Eighty Percent of Heads of Federal Subjects Now Maintain Social Network Accounts


Paul Goble

            Staunton, February 20 – Now that the Kremlin has called on the heads of the federal subjects to make use of social media to communicate with their populations and made it one of the measures of their success, only 17 have failed to do so, according to an investigation by the Petersburg Politics Foundation. 

            Among those who have not taken the plunge are both longtime governors like Anatoly Artamonov of Kaluga and young technocrats like Gleb Nikitin of Nizhny Novogorod, according to Svetlana Bocharova who reports on the study in today’s Vedomosti (vedomosti.ru/politics/articles/2019/02/19/794462-gubernatori-regionov-sotsseti).

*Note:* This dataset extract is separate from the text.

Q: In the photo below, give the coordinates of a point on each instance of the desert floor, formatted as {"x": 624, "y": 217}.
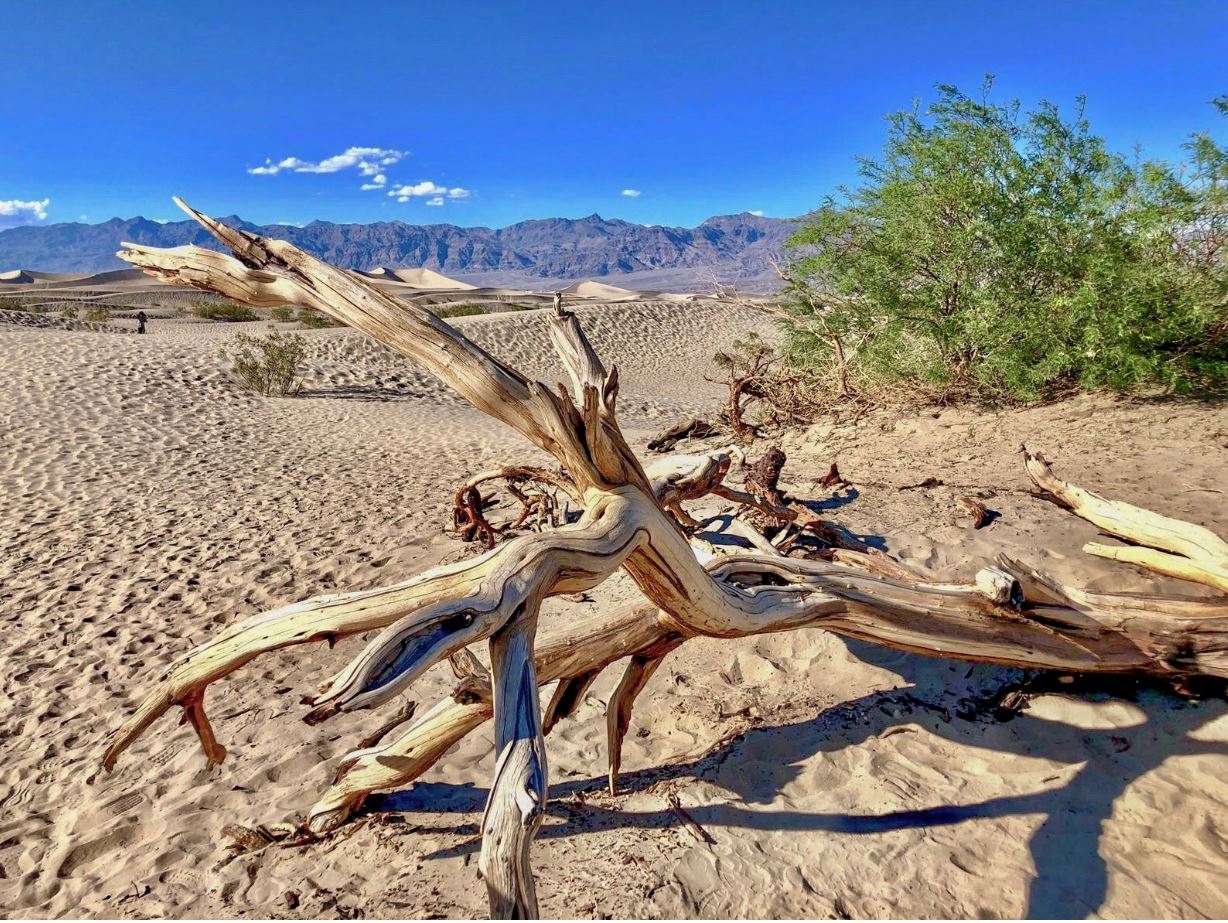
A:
{"x": 146, "y": 501}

                The journalist says that governors began moving toward social networks about the time Dmitry Medvedev became president. And the current prime minister continues to push them to take part, most recently last week at the Sochi Investment Forum.  Bocharova suggests that declining ratings of the powers that be may lead governors to become more active in this regard.

            The most popular social medium among the governors, the study says, is Instagram. Thirty-one heads of federal subjects use it. And the most effective users of it are Perm’s Maksim Reshetnikov and Leningrad Oblast’s Aleksandr Drozdenko.

                Many governors monitor the accounts of other governors. Moscow Oblast’s Andrey Vorobyev and Tatarstan President Rustam Minnikhanov each have 24 governors who follow them online.  Only slightly fewer follow Ingushetia head Yunus-Bek Yevkurov and occupied Crimea head Sergey Aksyonov, who have 19 and 18 other governors following them. 

            That gives these and potentially other governors a new way to reach out to their colleagues as well as to their population. As far as total subscribers are concerned, Chelyabinsk Governor Boris Dubrovsky is the leader. Bochkarova reports that he has 5870 followers on Instagram.

            No uniform approach has been decreed; and as a result, there is great variety in what the governors post or react to. Kurgan’ss Vadim Shumkov welcomes complaints posted on line, Karelia’s Artur Parfenchikov in contrast prefers that people send complaints to his email account. Irkutsk governor Sergey Levchenko doesn’t allow anyone to post comments at all.

            And it appears, the Petersburg Politics Foundation site says, that there is great variation in the amount of time governors spend on social media, with some using it many times a day and others simply putting up a site so they can conform with what the Kremlin wants but doing little more.